The performance’s intimate atmosphere is enhanced by the smaller chamber orchestra.

6. Sergei Rachmaninoff: Piano Concerto No. 3 by Yunchan Lim 

Yunchan Lim’s winning performance from the 2022 Van Cliburn Competition made him a classical music superstar overnight…and this performance is a major reason why. Even videos just commenting on this video have millions of views!

Rachmaninoff’s Third Concerto is notorious for its countless demands, both technical and emotional, but Lim vanquishes all of them with an ease that verges on preternatural.

His poise, control, and intensity are jaw-dropping. (Did we mention he’s only eighteen in this video?)

This performance is a must-listen for any modern piano lover.

The performance went so viral that the Van Cliburn Competition actually posted a second version featuring remastered audio. That one has 4.9 million views of its own. If you combine the two, it would place number four on this list.

5. Frédéric Chopin: Piano Concerto No. 1

Here’s another competition-winning video that went viral: a performance of Chopin’s first piano concerto by Seong-Jin Cho, who won the 2015 Chopin International Piano Competition.

Cho’s interpretation is refined and heartfelt, with a natural elegance that makes even difficult passages seem effortless.

It’s sheer joy to watch him finish the concerto; he looks like he’s in his own little world of musicmaking, and we’ve been lucky enough to get to spy on it.

4. Sergei Rachmaninoff: Piano Concerto No. 2 by Nobuyuki Tsujii  

The musicality of blind pianist Nobuyuki Tsujii touches audiences deeply.

He learns music by ear, which enables him to learn (and hear) this music in a different way from other performers.

His technical mastery is remarkable, as is his heartbreaking sincerity.

The YouTube heatmap reveals that the most popular part of the performance is the ebullient ending from 30:45 on, where all of the sad loneliness of the first two movements turns into hard-won triumph. It’s mysterious and moving.

3. Wolfgang Amadeus Mozart: Piano Concerto No. 21 by Yeol Eum Son  

This performance is from the final round of the 2011 Tchaikovsky Competition, where pianist Yeol Eum Son would go on to win the silver medal.

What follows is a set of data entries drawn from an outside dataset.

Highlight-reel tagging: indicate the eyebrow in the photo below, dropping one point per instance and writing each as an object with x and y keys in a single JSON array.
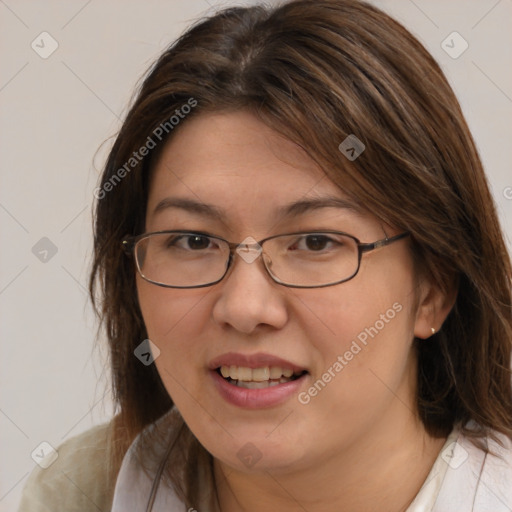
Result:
[{"x": 290, "y": 210}]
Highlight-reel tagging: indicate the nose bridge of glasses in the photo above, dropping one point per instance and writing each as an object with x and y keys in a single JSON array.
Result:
[{"x": 249, "y": 249}]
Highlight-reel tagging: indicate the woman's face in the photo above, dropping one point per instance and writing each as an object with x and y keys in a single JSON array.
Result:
[{"x": 353, "y": 340}]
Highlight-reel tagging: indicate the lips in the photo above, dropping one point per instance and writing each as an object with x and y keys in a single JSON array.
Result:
[
  {"x": 258, "y": 380},
  {"x": 254, "y": 361}
]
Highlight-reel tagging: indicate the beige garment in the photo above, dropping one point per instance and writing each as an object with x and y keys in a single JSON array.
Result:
[{"x": 76, "y": 481}]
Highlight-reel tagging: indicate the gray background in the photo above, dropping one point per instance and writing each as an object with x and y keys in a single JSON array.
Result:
[{"x": 55, "y": 113}]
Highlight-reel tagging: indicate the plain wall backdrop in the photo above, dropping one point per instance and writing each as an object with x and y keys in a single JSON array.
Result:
[{"x": 57, "y": 109}]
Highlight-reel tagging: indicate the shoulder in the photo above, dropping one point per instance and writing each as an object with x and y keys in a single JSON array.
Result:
[
  {"x": 77, "y": 481},
  {"x": 477, "y": 479}
]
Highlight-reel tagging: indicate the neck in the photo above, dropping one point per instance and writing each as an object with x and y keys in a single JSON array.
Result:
[{"x": 386, "y": 465}]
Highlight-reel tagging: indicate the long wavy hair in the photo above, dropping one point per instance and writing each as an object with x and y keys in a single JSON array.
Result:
[{"x": 316, "y": 72}]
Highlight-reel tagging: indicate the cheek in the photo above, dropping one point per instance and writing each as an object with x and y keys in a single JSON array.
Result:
[
  {"x": 173, "y": 318},
  {"x": 364, "y": 339}
]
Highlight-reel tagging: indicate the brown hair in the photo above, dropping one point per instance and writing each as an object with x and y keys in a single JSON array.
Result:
[{"x": 317, "y": 72}]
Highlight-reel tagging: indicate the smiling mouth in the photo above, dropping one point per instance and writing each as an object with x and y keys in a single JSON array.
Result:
[{"x": 258, "y": 378}]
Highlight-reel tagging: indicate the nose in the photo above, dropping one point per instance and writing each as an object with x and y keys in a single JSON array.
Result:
[{"x": 249, "y": 298}]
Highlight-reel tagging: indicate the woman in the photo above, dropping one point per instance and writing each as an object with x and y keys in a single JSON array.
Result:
[{"x": 302, "y": 276}]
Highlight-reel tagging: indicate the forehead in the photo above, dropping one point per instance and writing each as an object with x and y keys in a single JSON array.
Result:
[{"x": 240, "y": 165}]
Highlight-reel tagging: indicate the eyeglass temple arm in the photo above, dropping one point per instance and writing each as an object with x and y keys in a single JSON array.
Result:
[{"x": 383, "y": 242}]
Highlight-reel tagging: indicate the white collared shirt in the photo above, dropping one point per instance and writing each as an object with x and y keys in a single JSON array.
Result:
[{"x": 462, "y": 479}]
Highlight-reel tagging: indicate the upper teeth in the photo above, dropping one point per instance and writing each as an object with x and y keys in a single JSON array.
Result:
[{"x": 255, "y": 374}]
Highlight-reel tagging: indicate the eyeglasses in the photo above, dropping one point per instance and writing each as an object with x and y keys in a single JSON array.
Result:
[{"x": 183, "y": 259}]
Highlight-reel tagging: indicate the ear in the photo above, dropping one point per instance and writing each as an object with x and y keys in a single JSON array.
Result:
[{"x": 434, "y": 305}]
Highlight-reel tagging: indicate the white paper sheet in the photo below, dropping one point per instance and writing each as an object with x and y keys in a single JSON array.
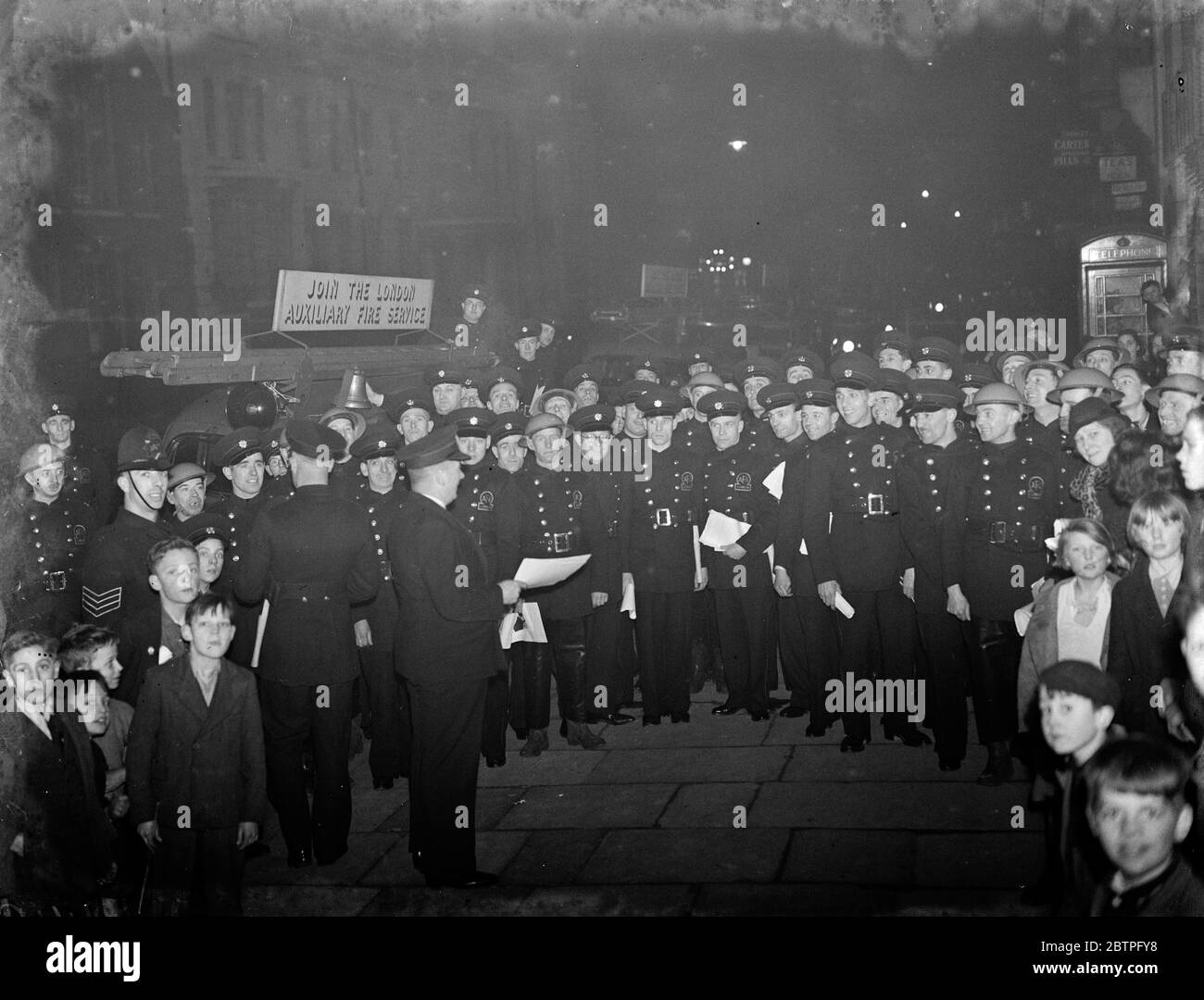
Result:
[
  {"x": 721, "y": 531},
  {"x": 773, "y": 481},
  {"x": 533, "y": 626},
  {"x": 543, "y": 573},
  {"x": 629, "y": 601}
]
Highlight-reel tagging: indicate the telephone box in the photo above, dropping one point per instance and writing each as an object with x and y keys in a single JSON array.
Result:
[{"x": 1111, "y": 272}]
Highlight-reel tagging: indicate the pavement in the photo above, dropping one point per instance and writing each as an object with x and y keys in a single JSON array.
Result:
[{"x": 721, "y": 816}]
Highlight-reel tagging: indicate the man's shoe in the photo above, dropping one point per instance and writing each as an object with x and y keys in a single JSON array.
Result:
[
  {"x": 478, "y": 880},
  {"x": 908, "y": 734}
]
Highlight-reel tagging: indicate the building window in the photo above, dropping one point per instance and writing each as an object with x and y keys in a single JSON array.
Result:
[
  {"x": 237, "y": 120},
  {"x": 211, "y": 117}
]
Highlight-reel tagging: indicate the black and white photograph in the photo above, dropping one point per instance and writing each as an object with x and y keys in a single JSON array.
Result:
[{"x": 605, "y": 458}]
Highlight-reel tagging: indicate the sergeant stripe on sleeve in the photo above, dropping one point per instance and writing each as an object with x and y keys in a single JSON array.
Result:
[{"x": 97, "y": 603}]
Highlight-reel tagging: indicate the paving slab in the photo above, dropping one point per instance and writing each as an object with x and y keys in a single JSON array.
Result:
[
  {"x": 742, "y": 900},
  {"x": 886, "y": 806},
  {"x": 866, "y": 856},
  {"x": 686, "y": 856},
  {"x": 362, "y": 852},
  {"x": 305, "y": 900},
  {"x": 588, "y": 806},
  {"x": 707, "y": 806},
  {"x": 1003, "y": 859},
  {"x": 678, "y": 766},
  {"x": 553, "y": 767},
  {"x": 552, "y": 856}
]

It’s a lovely performance. Her touch throughout is beautifully measured. Every phrase has something to say, and serves a purpose within the longer musical line.

The concerto’s most famous part is its slow movement, which begins at 15:05. It was used in the movie Elvira Madigan, which has become the concerto’s nickname.

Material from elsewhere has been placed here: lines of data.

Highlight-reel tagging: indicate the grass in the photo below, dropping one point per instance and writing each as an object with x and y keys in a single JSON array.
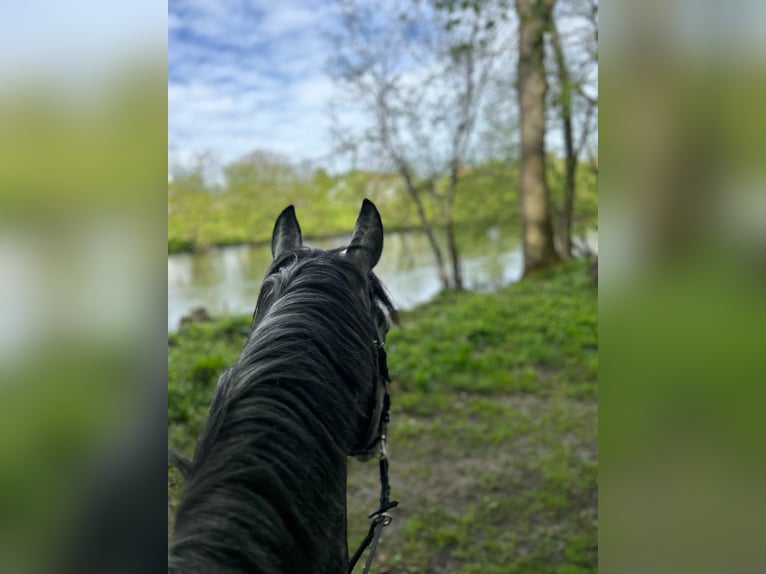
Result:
[{"x": 492, "y": 435}]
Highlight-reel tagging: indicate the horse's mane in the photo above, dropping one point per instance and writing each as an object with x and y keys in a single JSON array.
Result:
[{"x": 283, "y": 419}]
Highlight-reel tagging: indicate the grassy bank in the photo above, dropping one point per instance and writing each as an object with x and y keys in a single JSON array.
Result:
[{"x": 493, "y": 430}]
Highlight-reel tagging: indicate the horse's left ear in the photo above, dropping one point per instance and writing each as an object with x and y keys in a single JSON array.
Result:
[
  {"x": 367, "y": 241},
  {"x": 287, "y": 233}
]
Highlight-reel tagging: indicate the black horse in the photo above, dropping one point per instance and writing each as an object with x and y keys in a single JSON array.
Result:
[{"x": 266, "y": 489}]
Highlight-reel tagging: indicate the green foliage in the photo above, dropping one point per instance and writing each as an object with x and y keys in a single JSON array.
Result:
[
  {"x": 242, "y": 209},
  {"x": 492, "y": 435}
]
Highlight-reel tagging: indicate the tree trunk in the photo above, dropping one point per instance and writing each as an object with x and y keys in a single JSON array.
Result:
[
  {"x": 537, "y": 230},
  {"x": 426, "y": 226},
  {"x": 449, "y": 226},
  {"x": 565, "y": 111}
]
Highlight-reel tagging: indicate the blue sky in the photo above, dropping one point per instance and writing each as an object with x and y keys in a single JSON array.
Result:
[{"x": 246, "y": 75}]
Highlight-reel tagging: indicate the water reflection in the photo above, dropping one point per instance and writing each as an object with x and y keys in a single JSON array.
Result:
[{"x": 227, "y": 280}]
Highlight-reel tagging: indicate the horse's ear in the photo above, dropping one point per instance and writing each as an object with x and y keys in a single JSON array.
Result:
[
  {"x": 367, "y": 241},
  {"x": 287, "y": 233}
]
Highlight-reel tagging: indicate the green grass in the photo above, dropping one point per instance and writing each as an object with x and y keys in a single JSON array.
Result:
[{"x": 492, "y": 435}]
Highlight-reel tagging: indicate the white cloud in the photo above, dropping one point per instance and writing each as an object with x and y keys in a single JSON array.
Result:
[{"x": 243, "y": 77}]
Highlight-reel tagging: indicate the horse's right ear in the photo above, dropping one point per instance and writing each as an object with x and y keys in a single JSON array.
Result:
[{"x": 287, "y": 233}]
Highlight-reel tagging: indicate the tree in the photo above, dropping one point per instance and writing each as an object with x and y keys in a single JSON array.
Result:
[
  {"x": 419, "y": 76},
  {"x": 537, "y": 229},
  {"x": 570, "y": 91}
]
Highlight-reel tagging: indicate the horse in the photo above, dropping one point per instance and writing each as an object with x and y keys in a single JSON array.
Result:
[{"x": 265, "y": 491}]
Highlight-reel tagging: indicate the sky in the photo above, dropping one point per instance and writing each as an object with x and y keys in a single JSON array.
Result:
[{"x": 248, "y": 75}]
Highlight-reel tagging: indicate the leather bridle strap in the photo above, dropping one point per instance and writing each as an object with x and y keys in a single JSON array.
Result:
[{"x": 380, "y": 517}]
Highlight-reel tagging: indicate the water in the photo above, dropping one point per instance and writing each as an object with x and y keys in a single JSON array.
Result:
[{"x": 227, "y": 280}]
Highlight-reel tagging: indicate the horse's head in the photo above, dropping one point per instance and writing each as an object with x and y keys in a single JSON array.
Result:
[{"x": 348, "y": 271}]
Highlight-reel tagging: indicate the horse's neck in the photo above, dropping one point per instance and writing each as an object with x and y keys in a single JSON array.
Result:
[{"x": 270, "y": 493}]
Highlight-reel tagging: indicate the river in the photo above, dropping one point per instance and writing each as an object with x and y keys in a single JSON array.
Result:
[{"x": 227, "y": 280}]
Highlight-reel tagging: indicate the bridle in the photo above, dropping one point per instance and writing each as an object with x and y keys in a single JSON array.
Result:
[{"x": 376, "y": 434}]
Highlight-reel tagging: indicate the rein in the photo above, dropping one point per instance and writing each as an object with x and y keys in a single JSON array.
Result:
[{"x": 380, "y": 517}]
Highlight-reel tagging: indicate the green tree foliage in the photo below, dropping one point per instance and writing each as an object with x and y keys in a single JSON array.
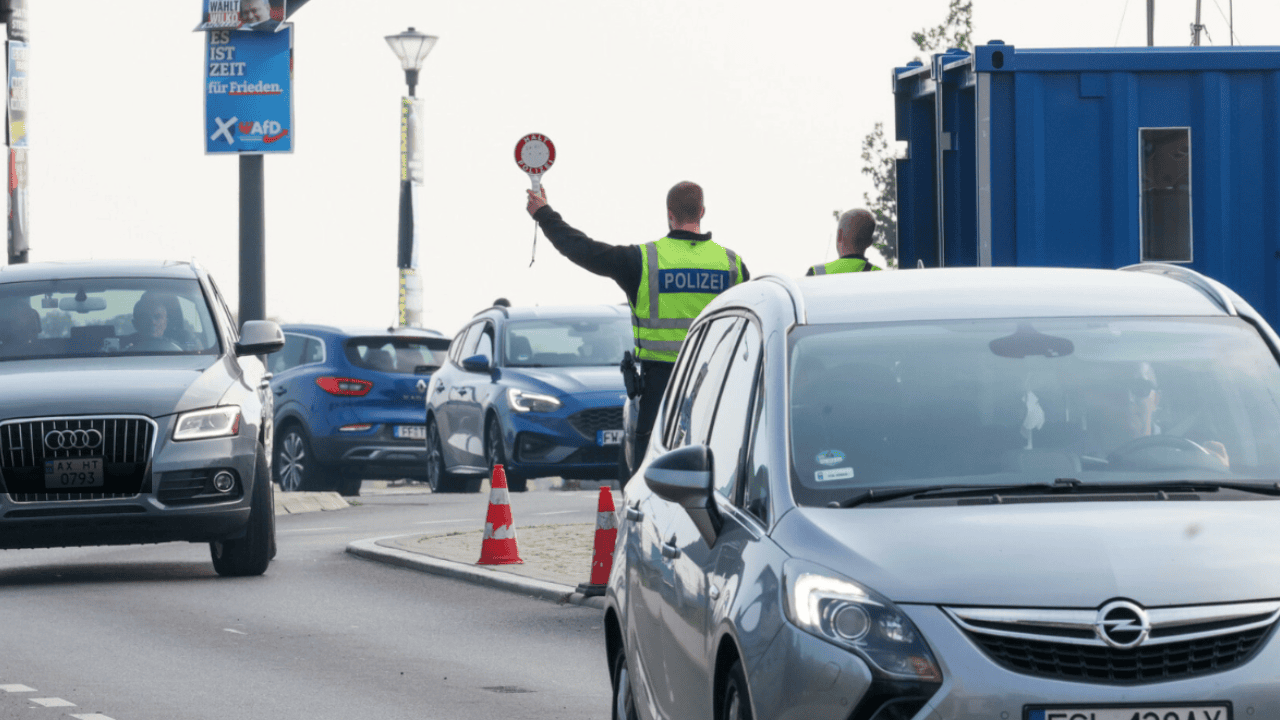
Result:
[{"x": 878, "y": 159}]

2. Sergei Rachmaninoff: Piano Concerto No. 2 by Anna Fedorova  

Anna Fedorova’s rendition of Rachmaninoff’s second piano concerto is the kind of performance that hits a listener squarely in the center of the chest: full-blooded and deeply personal.

Filmed at the Royal Concertgebouw in Amsterdam, this video is shot in a way that emphasises the architecture of the hall, as well as the way that the hall’s audience is wrapped tightly around the musicians. It lends a sense of intimacy to both the music-making and the cinematography.

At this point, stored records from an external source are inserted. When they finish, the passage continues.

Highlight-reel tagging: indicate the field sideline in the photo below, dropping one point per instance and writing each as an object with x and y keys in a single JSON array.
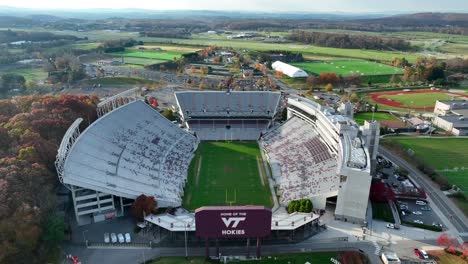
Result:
[{"x": 226, "y": 166}]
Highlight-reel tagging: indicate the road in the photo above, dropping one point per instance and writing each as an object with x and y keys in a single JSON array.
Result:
[
  {"x": 127, "y": 256},
  {"x": 447, "y": 207}
]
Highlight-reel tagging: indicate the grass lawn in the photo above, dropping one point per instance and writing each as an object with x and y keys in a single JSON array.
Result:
[
  {"x": 419, "y": 99},
  {"x": 119, "y": 81},
  {"x": 348, "y": 67},
  {"x": 361, "y": 117},
  {"x": 447, "y": 155},
  {"x": 158, "y": 55},
  {"x": 382, "y": 211},
  {"x": 140, "y": 61},
  {"x": 226, "y": 166},
  {"x": 33, "y": 74},
  {"x": 301, "y": 258}
]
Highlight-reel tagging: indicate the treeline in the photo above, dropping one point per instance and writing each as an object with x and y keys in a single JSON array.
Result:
[
  {"x": 7, "y": 36},
  {"x": 118, "y": 45},
  {"x": 166, "y": 34},
  {"x": 31, "y": 129},
  {"x": 338, "y": 40}
]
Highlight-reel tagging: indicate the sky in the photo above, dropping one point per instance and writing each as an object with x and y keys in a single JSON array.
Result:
[{"x": 351, "y": 6}]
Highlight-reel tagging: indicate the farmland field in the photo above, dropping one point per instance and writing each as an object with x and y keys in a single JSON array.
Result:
[
  {"x": 448, "y": 156},
  {"x": 421, "y": 100},
  {"x": 361, "y": 117},
  {"x": 149, "y": 54},
  {"x": 348, "y": 67},
  {"x": 227, "y": 168}
]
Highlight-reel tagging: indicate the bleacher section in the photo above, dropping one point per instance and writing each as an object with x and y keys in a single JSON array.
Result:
[
  {"x": 227, "y": 115},
  {"x": 306, "y": 166},
  {"x": 227, "y": 104},
  {"x": 228, "y": 129},
  {"x": 130, "y": 151}
]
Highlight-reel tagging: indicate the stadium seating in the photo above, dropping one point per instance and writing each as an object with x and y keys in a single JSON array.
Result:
[
  {"x": 228, "y": 116},
  {"x": 306, "y": 166},
  {"x": 130, "y": 151}
]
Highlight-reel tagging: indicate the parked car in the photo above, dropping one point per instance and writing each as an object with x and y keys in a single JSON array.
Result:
[
  {"x": 121, "y": 238},
  {"x": 128, "y": 239},
  {"x": 421, "y": 203},
  {"x": 106, "y": 238},
  {"x": 421, "y": 253},
  {"x": 113, "y": 238}
]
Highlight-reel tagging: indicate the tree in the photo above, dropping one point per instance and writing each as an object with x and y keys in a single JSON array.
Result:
[
  {"x": 142, "y": 206},
  {"x": 354, "y": 98},
  {"x": 329, "y": 87},
  {"x": 54, "y": 230}
]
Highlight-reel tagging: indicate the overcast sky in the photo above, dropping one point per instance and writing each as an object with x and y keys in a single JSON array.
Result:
[{"x": 355, "y": 6}]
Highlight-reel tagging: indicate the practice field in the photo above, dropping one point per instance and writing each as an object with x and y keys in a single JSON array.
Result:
[
  {"x": 151, "y": 54},
  {"x": 220, "y": 167},
  {"x": 421, "y": 100},
  {"x": 299, "y": 258},
  {"x": 361, "y": 117},
  {"x": 448, "y": 156},
  {"x": 364, "y": 68}
]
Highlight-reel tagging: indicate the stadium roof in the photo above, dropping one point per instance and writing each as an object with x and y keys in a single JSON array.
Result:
[
  {"x": 126, "y": 153},
  {"x": 289, "y": 70},
  {"x": 227, "y": 104}
]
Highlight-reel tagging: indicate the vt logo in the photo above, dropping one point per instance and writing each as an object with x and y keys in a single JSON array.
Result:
[{"x": 232, "y": 220}]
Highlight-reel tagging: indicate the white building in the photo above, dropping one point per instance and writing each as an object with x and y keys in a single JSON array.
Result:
[
  {"x": 288, "y": 70},
  {"x": 452, "y": 116}
]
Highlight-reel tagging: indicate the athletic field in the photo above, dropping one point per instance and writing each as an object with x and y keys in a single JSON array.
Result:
[
  {"x": 221, "y": 169},
  {"x": 361, "y": 117},
  {"x": 448, "y": 156},
  {"x": 421, "y": 100},
  {"x": 357, "y": 67}
]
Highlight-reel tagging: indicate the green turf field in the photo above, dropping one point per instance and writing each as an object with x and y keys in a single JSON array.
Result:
[
  {"x": 300, "y": 258},
  {"x": 221, "y": 166},
  {"x": 448, "y": 156},
  {"x": 361, "y": 117},
  {"x": 419, "y": 99},
  {"x": 349, "y": 67},
  {"x": 140, "y": 61},
  {"x": 158, "y": 55}
]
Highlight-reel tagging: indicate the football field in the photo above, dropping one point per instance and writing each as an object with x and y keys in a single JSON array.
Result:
[{"x": 227, "y": 173}]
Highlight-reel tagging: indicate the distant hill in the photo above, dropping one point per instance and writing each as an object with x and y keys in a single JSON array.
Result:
[{"x": 423, "y": 19}]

Fedorova’s ability to balance power and restraint makes the concerto especially moving. Listen at 4:20 to how she treats the dreamy ascending and descending passages, then immediately follows those up with a quicksilver fleetness.

1. Cat Concerto from Tom and Jerry by Yannie Tan

66 million views   

Here’s the most-viewed piano concerto video on YouTube. Turns out it’s not actually a piano concerto at all: it’s a version of Liszt’s Hungarian Rhapsody No. 2, as arranged for the cartoon Tom and Jerry, performed by pianist Yannie Tan.

It’s cute, fun, and completely unexpected. The result is pure piano joy…complete with a cat ear costume.

Conclusion

From Rachmaninoff’s second concerto to Rachmaninoff’s third concerto, from Chopin to Chopin, and from Mozart to a concerto for a cat, all seven of these performances prove how compelling piano concerto videos can be to online audiences.

Which one of these seven is your favourite? And which pianist do you think will be the first to break 100 million views?